- Wealth PMS
Jayant Pai at PPFAS talks about how markets react wildly to news:
A friend of mine who is a newly converted equity investor was rather perplexed with regard to two developments recently. The Infosys stock fell 5% on the day despite announcing a Year-On-Year (Y-o-Y) net profit growth of 14% (a very decent number, considering its huge size) while the Nifty rose by nearly 2% on a day when the Index of Industrial Production (IIP) data for November 2010 showed a Y-o-Y growth of merely 2.7%. According to him, the opposite should have happened in both the cases.
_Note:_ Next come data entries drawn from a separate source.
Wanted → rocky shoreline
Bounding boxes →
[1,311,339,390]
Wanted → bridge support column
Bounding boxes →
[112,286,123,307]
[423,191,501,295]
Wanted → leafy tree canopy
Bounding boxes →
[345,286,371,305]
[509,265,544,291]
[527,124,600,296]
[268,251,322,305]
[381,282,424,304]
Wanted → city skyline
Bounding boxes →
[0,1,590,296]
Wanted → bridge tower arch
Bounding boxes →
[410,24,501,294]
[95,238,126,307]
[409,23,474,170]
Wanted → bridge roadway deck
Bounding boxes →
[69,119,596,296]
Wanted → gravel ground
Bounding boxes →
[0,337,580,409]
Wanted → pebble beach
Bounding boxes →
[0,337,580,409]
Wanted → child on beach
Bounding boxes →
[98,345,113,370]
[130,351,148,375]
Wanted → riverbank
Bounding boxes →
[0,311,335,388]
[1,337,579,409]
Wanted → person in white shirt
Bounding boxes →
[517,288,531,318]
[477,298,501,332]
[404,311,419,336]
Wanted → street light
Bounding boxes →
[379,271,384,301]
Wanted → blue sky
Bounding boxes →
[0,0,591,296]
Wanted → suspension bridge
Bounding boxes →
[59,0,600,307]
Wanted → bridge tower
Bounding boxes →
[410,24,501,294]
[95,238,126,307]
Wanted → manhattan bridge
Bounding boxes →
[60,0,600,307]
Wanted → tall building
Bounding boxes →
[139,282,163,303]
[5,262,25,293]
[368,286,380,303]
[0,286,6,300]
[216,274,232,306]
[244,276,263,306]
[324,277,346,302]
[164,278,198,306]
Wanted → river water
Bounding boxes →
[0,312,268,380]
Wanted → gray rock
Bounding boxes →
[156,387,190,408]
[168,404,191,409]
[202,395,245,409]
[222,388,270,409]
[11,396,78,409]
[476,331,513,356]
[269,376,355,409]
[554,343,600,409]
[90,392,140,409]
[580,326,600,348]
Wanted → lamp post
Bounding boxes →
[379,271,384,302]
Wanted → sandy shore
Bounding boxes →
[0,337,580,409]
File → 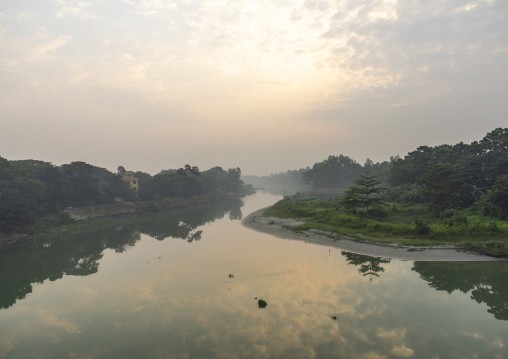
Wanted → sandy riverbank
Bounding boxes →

Although short term market moves may happen for apparently no particular reason, one explanation for this may be that it things were already “priced in”. This is jargon for saying that the stock/index had already moved in a particular manner PRIOR to the news.
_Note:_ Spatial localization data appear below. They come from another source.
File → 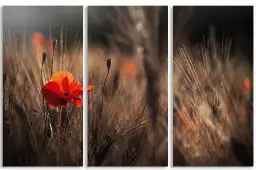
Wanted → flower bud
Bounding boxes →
[42,52,47,65]
[107,58,112,71]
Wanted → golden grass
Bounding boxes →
[173,41,253,166]
[87,45,168,166]
[3,30,83,166]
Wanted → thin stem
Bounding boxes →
[59,106,63,127]
[41,61,47,133]
[90,68,110,165]
[99,69,110,115]
[51,46,55,77]
[137,103,147,132]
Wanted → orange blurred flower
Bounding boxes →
[88,84,93,92]
[41,71,83,108]
[242,78,251,94]
[120,61,137,78]
[32,32,46,45]
[31,32,54,57]
[32,32,47,55]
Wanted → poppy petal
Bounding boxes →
[41,81,68,107]
[70,82,83,96]
[49,104,58,109]
[42,71,83,108]
[51,71,74,86]
[88,84,93,92]
[42,81,62,95]
[72,98,83,107]
[62,76,71,95]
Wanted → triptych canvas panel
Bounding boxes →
[2,5,253,166]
For good news, you would always "Buy the Rumour and Sell the News". Infy’s stock has seen a meteoric rise in the last six months, compared even to the rest of the pack.
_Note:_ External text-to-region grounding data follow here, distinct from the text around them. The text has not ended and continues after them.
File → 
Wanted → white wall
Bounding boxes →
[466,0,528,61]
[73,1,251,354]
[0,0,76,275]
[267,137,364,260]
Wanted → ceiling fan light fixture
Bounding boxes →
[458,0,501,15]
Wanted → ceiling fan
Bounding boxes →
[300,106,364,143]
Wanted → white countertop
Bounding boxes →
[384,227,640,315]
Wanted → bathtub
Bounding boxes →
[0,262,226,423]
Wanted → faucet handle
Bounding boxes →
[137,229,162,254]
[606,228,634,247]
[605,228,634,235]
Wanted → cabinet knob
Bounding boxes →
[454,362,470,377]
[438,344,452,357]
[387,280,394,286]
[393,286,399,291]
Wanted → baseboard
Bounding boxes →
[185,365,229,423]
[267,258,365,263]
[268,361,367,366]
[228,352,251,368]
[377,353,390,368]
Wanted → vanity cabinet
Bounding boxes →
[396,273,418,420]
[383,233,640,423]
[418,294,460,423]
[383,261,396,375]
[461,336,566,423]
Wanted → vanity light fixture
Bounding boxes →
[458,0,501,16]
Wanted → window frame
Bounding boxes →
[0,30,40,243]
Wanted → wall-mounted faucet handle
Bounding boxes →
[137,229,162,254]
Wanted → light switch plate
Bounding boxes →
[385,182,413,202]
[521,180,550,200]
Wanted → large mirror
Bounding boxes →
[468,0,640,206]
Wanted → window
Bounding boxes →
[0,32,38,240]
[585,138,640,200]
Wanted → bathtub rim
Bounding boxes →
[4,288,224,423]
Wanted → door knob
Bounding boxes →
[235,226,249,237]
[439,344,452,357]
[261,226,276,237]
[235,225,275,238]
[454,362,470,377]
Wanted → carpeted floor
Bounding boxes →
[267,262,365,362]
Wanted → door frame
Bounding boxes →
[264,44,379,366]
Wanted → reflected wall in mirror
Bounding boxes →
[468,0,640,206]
(Note: Have used "INFY" rather than the Indian listed stock – Yahoo didn’t have historical data for it when I charted)
The fall of 5%, which took the relative valuation down only a small notch, shows you how much more Infy has been valued recently. It has indeed been buy the rumour – the rumour in December that Infy would blowout earnings. Unfortunately they just don’t seem to have it in them anymore. I recently talked about size – that Infy’s too big to show massive growth – but that doesn’t seem to apply to a behemoth like TCS, which did 30% EPS growth on a revenue that’s even higher than Infy’s. Either ways, the problem isn’t Infy’s performance. It is that they can’t be given these valuations anymore. But I agree with Jayant that the one day blip is just noise; Infy has shown great price performance in the long term regardless of the corresponding lack of fundamentals.
And the IIP day was incredible; stocks fell like crazy immediately after the IIP announcement and then rose later. Importantly, stocks had been falling earlier anyhow; and IIP is full of noise. The dear folks at cycle.in have a seasonally adjusted chart for IIP:
The latest news is just a continuation of slowing growth, it seems. But there is altogether too much noise in this data; I would even ignore the seasonal adjustments, because it will all get revised and nothing stays valid.
This was a "sell the news…oh wait, this is bullshit news" kind of reaction in the market, really. But all this is so nice to discuss after the fact. We are so shallow that even if one big pension fund in the US had decided to up allocation by say 1% to India, we would have gone up; and we attribute market move to things like IIP instead. The devil is always in the hidden details.